Sex and the City of God

My Mennonite denomination (Mennonite Church USA) finally seems near the point of over-determination on issues of human sexuality.  That is to say, the tipping point, however long and tortuous the path, seems imminent on elevating the gospel message of loving relationship over the ancient purity codes around human sexual preference and practices.  Recalling the early church’s angst over circumcision, I find it interesting that two millennia down the road, the hottest topic in the church still revolves around what happens with men’s penises.  At least today vaginas are on the table, as well.  We can be grateful for small steps.

Sexuality is powerful.  Where there is power, there is danger of abuse.  Perhaps a good measure of the power of sexuality is the immense catalog of abuses it has accumulated over the millennia.  The major sections of the book would include slavery, domination, profiteering and the threats of damnation used to perpetuate religious institutions.

Power, in and of itself, is neither good nor evil.  It just is.  And the biblical lens on sexuality reflects this.  We each have power – whether sexual, monetary or otherwise – in various measures.  The primary tasks – and the biblical admonition – in our connection to power are to submit it in relationship and to use it in the service of justice.

For Christians, perhaps the most instructive biblical lessons on sexuality and power are in Matthew’s less than subtle but almost completely ignored inclusion of four women, all notably not Israelite, in his genealogy of Jesus.

The first among them is Tamar, the daughter-in-law of Judah.  Tamar seduced Judah and bore his son in order to shame him into honoring his obligations to care for family, whether Hebrew or other.  When all else failed, she effectively used sexual power in the service of justice.
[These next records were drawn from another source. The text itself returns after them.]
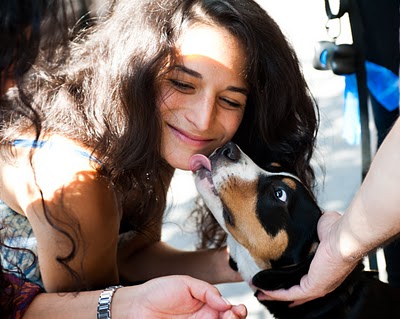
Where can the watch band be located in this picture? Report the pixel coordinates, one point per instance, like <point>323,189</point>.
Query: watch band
<point>104,304</point>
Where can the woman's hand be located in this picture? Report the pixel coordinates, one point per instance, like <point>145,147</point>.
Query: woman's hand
<point>327,271</point>
<point>174,297</point>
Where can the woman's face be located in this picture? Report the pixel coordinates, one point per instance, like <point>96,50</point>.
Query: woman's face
<point>204,96</point>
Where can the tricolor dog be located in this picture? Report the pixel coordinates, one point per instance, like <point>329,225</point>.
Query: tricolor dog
<point>271,221</point>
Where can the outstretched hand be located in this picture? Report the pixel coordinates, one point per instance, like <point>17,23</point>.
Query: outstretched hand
<point>183,297</point>
<point>327,271</point>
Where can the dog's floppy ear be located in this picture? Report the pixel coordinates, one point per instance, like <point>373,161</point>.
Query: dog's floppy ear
<point>286,277</point>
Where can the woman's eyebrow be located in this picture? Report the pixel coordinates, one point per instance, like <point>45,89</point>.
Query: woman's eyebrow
<point>196,74</point>
<point>191,72</point>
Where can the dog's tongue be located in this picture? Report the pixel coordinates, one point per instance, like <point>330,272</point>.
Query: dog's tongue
<point>198,161</point>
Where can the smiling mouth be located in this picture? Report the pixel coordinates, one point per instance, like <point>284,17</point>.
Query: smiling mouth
<point>201,166</point>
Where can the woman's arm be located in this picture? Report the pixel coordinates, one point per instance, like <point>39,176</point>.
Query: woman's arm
<point>168,297</point>
<point>372,219</point>
<point>80,213</point>
<point>145,257</point>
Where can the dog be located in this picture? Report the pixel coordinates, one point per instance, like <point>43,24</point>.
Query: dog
<point>271,219</point>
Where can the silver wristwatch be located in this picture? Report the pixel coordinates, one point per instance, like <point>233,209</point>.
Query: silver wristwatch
<point>104,304</point>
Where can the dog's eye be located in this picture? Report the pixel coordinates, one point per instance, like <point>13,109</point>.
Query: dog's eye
<point>281,194</point>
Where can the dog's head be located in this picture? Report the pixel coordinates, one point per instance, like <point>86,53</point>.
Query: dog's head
<point>270,215</point>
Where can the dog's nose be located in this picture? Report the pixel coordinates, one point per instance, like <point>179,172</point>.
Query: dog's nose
<point>231,151</point>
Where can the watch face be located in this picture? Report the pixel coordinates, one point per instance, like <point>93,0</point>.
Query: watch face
<point>104,304</point>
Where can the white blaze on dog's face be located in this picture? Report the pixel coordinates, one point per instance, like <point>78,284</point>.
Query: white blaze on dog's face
<point>229,187</point>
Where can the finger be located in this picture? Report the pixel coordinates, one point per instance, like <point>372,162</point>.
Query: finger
<point>207,294</point>
<point>240,311</point>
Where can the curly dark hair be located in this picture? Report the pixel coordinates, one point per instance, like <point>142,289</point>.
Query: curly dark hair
<point>22,39</point>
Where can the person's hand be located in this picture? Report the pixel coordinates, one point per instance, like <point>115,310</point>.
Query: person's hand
<point>327,271</point>
<point>177,297</point>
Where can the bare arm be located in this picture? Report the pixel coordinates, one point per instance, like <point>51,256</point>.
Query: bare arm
<point>82,205</point>
<point>146,257</point>
<point>372,219</point>
<point>168,297</point>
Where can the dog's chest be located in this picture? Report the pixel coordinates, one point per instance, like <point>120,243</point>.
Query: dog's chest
<point>245,262</point>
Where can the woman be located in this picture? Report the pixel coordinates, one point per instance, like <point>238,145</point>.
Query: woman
<point>150,86</point>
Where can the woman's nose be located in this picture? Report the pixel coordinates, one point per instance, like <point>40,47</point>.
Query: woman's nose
<point>203,113</point>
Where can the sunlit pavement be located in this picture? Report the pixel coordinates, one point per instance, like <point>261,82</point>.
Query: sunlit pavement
<point>303,22</point>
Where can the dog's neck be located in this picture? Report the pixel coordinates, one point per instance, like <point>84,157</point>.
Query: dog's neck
<point>323,307</point>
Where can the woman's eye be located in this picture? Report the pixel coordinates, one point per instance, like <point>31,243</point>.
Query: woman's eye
<point>181,86</point>
<point>231,103</point>
<point>281,195</point>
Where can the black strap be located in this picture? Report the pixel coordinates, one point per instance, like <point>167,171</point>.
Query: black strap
<point>358,35</point>
<point>343,8</point>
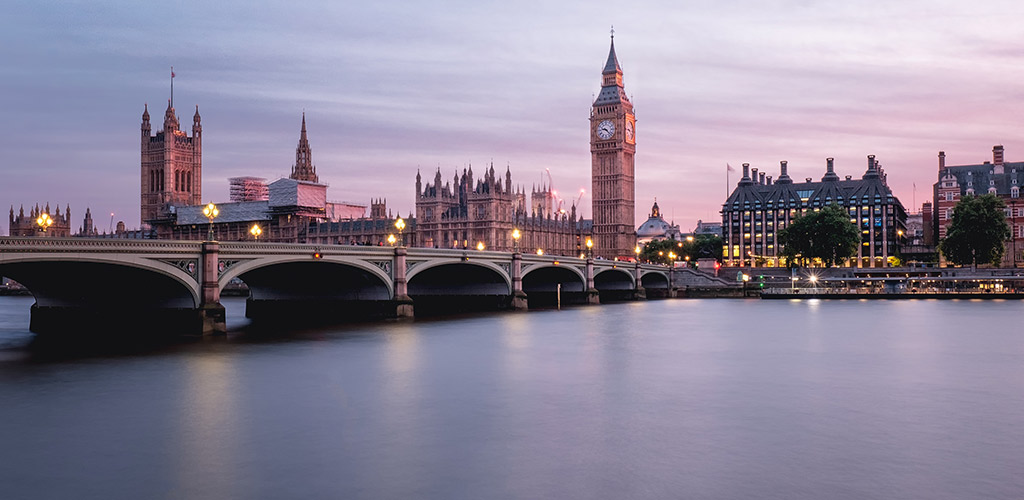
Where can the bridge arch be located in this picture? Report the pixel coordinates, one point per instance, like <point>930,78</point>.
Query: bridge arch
<point>654,280</point>
<point>546,278</point>
<point>458,277</point>
<point>298,277</point>
<point>91,280</point>
<point>613,279</point>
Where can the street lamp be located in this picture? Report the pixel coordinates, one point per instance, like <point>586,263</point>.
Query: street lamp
<point>400,225</point>
<point>44,220</point>
<point>211,212</point>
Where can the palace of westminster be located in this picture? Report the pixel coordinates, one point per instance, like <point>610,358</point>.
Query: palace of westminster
<point>480,211</point>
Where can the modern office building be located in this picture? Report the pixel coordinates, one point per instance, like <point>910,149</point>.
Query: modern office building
<point>759,208</point>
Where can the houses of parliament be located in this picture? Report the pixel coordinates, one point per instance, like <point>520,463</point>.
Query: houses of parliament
<point>471,211</point>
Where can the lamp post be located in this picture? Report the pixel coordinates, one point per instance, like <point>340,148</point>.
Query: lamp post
<point>44,221</point>
<point>400,225</point>
<point>211,212</point>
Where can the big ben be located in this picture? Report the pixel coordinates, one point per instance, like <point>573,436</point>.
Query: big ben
<point>612,147</point>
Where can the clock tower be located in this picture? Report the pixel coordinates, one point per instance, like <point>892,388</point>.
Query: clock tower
<point>612,146</point>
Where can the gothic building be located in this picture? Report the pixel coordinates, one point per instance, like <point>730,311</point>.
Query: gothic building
<point>464,214</point>
<point>759,208</point>
<point>997,177</point>
<point>612,146</point>
<point>172,166</point>
<point>27,224</point>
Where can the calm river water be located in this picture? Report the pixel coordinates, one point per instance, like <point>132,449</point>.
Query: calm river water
<point>681,399</point>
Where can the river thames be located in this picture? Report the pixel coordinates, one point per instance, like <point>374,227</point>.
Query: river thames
<point>674,399</point>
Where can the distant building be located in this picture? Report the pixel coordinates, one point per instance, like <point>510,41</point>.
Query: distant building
<point>612,149</point>
<point>27,225</point>
<point>759,208</point>
<point>293,210</point>
<point>997,177</point>
<point>656,228</point>
<point>464,214</point>
<point>708,228</point>
<point>172,166</point>
<point>248,190</point>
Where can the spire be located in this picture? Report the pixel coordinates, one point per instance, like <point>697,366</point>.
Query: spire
<point>612,65</point>
<point>303,168</point>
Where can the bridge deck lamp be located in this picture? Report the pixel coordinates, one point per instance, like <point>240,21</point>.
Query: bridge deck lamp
<point>44,220</point>
<point>211,212</point>
<point>399,224</point>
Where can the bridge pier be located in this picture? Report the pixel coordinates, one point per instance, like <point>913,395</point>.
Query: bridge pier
<point>639,293</point>
<point>519,301</point>
<point>403,307</point>
<point>592,294</point>
<point>211,313</point>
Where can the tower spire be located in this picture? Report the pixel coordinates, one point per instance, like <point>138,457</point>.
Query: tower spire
<point>303,168</point>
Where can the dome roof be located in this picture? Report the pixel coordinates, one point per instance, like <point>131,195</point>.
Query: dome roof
<point>654,226</point>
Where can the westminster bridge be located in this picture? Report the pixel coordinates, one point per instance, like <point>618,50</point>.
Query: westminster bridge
<point>147,284</point>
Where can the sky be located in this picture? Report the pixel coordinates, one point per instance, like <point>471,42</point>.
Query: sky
<point>390,88</point>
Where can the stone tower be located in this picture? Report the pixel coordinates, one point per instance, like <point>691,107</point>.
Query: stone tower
<point>303,168</point>
<point>172,166</point>
<point>612,146</point>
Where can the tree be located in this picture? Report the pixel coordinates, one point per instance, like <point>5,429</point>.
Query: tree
<point>976,234</point>
<point>826,235</point>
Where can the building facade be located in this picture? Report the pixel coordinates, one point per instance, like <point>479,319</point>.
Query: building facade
<point>172,166</point>
<point>655,227</point>
<point>612,147</point>
<point>468,214</point>
<point>759,208</point>
<point>997,177</point>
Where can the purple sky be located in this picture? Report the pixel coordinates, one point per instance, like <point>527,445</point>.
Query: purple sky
<point>390,87</point>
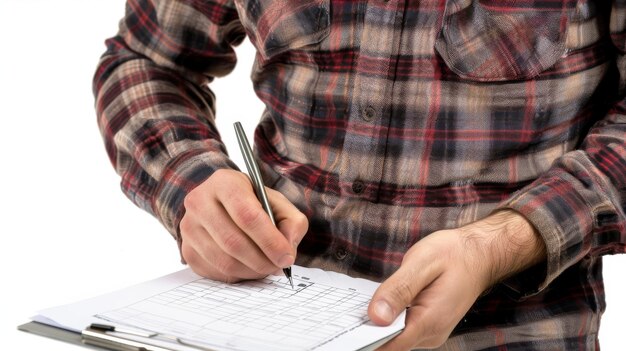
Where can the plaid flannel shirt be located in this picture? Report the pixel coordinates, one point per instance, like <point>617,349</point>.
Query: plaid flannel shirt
<point>387,120</point>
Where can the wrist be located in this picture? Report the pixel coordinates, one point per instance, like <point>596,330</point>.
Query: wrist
<point>503,244</point>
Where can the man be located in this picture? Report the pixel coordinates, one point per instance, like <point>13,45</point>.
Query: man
<point>469,154</point>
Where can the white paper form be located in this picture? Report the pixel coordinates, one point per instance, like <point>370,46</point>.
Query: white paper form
<point>325,311</point>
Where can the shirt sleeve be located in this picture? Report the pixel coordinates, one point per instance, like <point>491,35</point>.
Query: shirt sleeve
<point>578,205</point>
<point>154,108</point>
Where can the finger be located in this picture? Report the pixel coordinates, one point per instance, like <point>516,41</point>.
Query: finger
<point>408,339</point>
<point>290,221</point>
<point>399,290</point>
<point>247,213</point>
<point>206,258</point>
<point>237,244</point>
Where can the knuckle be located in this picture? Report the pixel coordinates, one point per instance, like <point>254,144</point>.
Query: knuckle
<point>233,244</point>
<point>226,266</point>
<point>270,246</point>
<point>185,226</point>
<point>189,255</point>
<point>191,202</point>
<point>250,217</point>
<point>302,222</point>
<point>402,291</point>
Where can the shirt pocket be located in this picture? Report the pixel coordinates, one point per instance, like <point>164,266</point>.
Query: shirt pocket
<point>277,26</point>
<point>499,40</point>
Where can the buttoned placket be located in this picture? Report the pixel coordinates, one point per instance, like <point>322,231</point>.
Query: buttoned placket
<point>362,161</point>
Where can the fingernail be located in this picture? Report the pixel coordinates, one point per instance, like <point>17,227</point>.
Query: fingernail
<point>285,261</point>
<point>383,310</point>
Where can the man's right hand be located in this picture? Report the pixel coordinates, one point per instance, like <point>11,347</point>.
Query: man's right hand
<point>227,235</point>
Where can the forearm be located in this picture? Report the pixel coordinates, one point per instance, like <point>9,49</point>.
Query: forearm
<point>502,245</point>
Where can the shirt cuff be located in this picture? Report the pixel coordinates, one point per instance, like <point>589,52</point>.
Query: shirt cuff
<point>562,217</point>
<point>183,174</point>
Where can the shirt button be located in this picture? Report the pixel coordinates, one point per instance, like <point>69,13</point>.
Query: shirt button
<point>358,187</point>
<point>341,253</point>
<point>369,113</point>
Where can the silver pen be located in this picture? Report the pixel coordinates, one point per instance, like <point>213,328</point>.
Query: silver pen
<point>257,181</point>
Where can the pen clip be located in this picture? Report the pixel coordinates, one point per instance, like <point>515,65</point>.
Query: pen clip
<point>253,170</point>
<point>100,335</point>
<point>102,338</point>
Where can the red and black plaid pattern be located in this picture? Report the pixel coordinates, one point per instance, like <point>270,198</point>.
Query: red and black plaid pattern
<point>388,120</point>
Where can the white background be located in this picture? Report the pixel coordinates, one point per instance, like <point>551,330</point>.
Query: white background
<point>68,232</point>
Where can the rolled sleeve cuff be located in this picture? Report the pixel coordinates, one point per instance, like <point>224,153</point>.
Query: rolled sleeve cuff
<point>182,175</point>
<point>562,217</point>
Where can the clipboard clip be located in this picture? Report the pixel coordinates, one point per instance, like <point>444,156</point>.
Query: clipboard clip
<point>111,338</point>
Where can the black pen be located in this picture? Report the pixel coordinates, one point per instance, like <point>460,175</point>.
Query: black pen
<point>257,181</point>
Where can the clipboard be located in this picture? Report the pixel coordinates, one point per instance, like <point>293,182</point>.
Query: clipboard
<point>56,334</point>
<point>121,344</point>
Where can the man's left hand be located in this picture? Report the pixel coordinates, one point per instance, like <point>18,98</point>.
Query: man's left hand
<point>442,275</point>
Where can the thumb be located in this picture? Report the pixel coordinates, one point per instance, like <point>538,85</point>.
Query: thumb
<point>396,293</point>
<point>289,220</point>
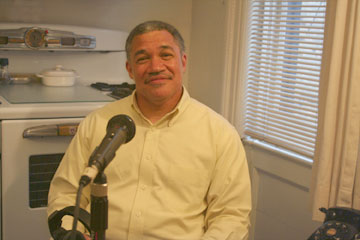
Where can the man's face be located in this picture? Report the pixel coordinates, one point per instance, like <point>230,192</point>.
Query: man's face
<point>156,65</point>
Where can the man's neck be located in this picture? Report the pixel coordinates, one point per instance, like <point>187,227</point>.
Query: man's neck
<point>154,111</point>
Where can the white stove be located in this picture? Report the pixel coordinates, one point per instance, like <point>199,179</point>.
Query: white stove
<point>28,161</point>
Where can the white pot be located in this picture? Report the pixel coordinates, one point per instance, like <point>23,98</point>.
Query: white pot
<point>58,77</point>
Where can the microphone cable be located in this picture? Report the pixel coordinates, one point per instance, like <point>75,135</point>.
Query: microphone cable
<point>76,210</point>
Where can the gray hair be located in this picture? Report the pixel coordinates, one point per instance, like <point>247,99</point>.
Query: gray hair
<point>151,26</point>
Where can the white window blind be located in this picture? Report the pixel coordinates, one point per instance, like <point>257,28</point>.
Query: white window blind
<point>284,53</point>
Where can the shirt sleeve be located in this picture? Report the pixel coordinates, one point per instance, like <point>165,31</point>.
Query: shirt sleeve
<point>229,195</point>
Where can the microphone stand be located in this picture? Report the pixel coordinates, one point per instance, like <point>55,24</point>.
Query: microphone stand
<point>99,207</point>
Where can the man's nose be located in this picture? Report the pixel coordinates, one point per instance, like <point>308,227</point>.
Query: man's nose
<point>156,64</point>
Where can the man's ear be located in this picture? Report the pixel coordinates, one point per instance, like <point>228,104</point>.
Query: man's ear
<point>129,69</point>
<point>184,61</point>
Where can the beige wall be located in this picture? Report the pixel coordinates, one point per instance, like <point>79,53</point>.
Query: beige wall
<point>206,60</point>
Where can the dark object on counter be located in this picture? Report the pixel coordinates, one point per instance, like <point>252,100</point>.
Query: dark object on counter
<point>340,224</point>
<point>55,220</point>
<point>117,91</point>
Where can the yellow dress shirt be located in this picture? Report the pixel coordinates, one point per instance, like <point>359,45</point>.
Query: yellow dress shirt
<point>185,177</point>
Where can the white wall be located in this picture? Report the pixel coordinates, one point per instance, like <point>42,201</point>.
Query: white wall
<point>110,14</point>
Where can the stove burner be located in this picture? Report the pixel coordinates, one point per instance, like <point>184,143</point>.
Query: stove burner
<point>117,91</point>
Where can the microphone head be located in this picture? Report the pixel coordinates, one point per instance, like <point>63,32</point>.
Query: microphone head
<point>119,121</point>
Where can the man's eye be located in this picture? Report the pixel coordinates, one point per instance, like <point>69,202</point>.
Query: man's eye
<point>141,59</point>
<point>166,56</point>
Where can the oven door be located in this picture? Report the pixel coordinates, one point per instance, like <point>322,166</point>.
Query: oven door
<point>29,159</point>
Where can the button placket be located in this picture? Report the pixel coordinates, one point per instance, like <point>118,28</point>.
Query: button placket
<point>144,183</point>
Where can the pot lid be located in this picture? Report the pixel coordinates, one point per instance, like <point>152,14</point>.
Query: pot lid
<point>59,71</point>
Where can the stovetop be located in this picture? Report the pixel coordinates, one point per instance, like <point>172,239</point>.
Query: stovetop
<point>38,93</point>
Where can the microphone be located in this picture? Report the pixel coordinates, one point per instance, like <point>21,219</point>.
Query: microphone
<point>120,130</point>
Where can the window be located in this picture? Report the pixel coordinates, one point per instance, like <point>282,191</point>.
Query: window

The second is Rahab, the Canaanite woman who ran a house of prostitution on the walls of Jericho.  It is interesting that Joshua and his band of spies stayed with her and was protected by her on that holiest of land grabs, the retaking of the Promised Land following the Exodus from Egypt.  Rahab apparently married one of the troops and was elevated to the status of a progenitor of the Christ, despite the fact that the ancient world thought women played only the role of incubator in the process of procreation.  Sexual power, here, was turned to relationship.

The third is Ruth, the Moabite daughter-in-law of the Hebrew Naomi.  Ruth, with the direction and support of her mother-in-law, seduced Boaz, effectively claiming a rightful inheritance and protection for these socially vulnerable women.  Ruth was the grandmother of King David.  Sexual power, here, was used to secure protection.

And finally, there is Bathsheba, the Hittite who withstood the murder of her husband and the uncontrolled sexual urges of King David, becoming the mother of Solomon in the royal line of the (biblically) chosen people.  In an act of redemption and justice, Bathsheba is elevated, at least in Matthew’s genealogy, to the position of matriarch in the messianic line.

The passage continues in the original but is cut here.